How much of our fate is decided before we are born? Which of our characteristics is inscribed in our DNA? Weiner brings us into Benzer's Fly Rooms at the California Institute of Technology, where Benzer, and his asssociates are in the process of finding answers, often astonishing ones, to these questions. Part biography, part thrilling scientific detective story, Time, Love, Memory forcefully demonstrates how Benzer's studies are changing our world view--and even our lives.
Jonathan Weiner, winner of the Pulitzer Prize for The Beak of the Finch, brings his brilliant reporting skills to the story of Seymour Benzer, the Brooklyn-born maverick scientist whose study of genetics and experiments with fruit fly genes has helped revolutionize or knowledge of the connections between DNA and behavior both animal and human.
PUBLISHERS WEEKLY
From the winner of the 1995 Pulitzer for nonfiction (for The Beak of the Finch) comes a vigorously engrossing scientific biography that brings out from the shadows one of the unsung pioneers of molecular biology: brash, eccentric, Brooklyn-born California Institute of Technology physicist-turned-biologist Seymour Benzer.

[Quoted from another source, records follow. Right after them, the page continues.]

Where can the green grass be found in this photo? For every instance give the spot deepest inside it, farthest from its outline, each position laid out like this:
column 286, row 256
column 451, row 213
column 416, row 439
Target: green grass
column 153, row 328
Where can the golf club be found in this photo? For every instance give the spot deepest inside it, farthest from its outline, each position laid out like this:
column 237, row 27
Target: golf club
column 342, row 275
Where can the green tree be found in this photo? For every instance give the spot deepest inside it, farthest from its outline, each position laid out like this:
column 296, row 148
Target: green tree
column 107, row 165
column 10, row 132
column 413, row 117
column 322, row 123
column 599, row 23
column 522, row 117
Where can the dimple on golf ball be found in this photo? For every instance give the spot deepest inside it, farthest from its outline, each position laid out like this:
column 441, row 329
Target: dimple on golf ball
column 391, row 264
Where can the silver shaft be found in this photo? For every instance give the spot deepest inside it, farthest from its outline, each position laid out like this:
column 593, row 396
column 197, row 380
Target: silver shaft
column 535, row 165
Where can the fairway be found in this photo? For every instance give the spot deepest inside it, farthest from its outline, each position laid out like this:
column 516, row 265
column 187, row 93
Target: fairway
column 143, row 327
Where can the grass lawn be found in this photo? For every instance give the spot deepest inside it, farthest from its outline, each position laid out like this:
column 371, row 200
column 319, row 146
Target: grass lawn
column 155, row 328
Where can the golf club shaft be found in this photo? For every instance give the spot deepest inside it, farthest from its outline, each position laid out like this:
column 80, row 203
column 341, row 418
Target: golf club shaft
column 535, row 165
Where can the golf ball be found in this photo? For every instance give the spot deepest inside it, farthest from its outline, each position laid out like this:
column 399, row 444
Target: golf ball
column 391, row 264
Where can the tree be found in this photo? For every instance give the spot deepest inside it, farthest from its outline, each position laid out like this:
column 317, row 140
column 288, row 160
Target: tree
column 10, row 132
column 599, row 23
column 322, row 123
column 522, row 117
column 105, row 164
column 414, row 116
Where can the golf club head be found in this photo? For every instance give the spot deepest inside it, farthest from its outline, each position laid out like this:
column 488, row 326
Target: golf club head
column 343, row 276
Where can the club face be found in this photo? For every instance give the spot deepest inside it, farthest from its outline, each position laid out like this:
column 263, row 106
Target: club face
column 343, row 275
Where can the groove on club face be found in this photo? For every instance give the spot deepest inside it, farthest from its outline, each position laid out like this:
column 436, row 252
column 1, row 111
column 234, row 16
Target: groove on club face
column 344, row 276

In 1953--the year Francis Crick and James Watson discovered the structure of DNA--Benzer, then at Purdue, invented a way to use viral DNA to map the interior of a gene. Benzer's mapping techniques would help Crick crack the genetic code in the early 1960s. Forsaking viruses and E. coli bacteria for the fruit fly, in the mid-1960s, Benzer began tracking tiny genetic mutations in scores of generations passing through his contraption--a maze of test-tube tunnels with a light source to which the flies instinctively gravitated. With his wife, neuropathologist Carol Miller, Benzer discovered that the fly brain and the human brain surprisingly share nearly identical genetic sequences. Today their fellow scientists, using mutant fruit flies or mice, attempt to throw light on the genetic coding of memory, learning, courtship, sex assignment, disease and aging. An unresolved question hangs over this enterprise: Will solid links between genes and human behavior ever be established? Weiner answers with a cautious "yes" in this elegantly written scientific detective story told with panache and great lucidity. Benzer, a free spirit with a taste for crashing Hollywood funerals and eating strange food (filet of snake, crocodile tail), may lack the charisma of his Caltech colleague, the late physicist Richard Feynman, but, through Weiner's absorbing presentation, his unorthodox ways in and out of the laboratory will grow on readers. 50 illustrations.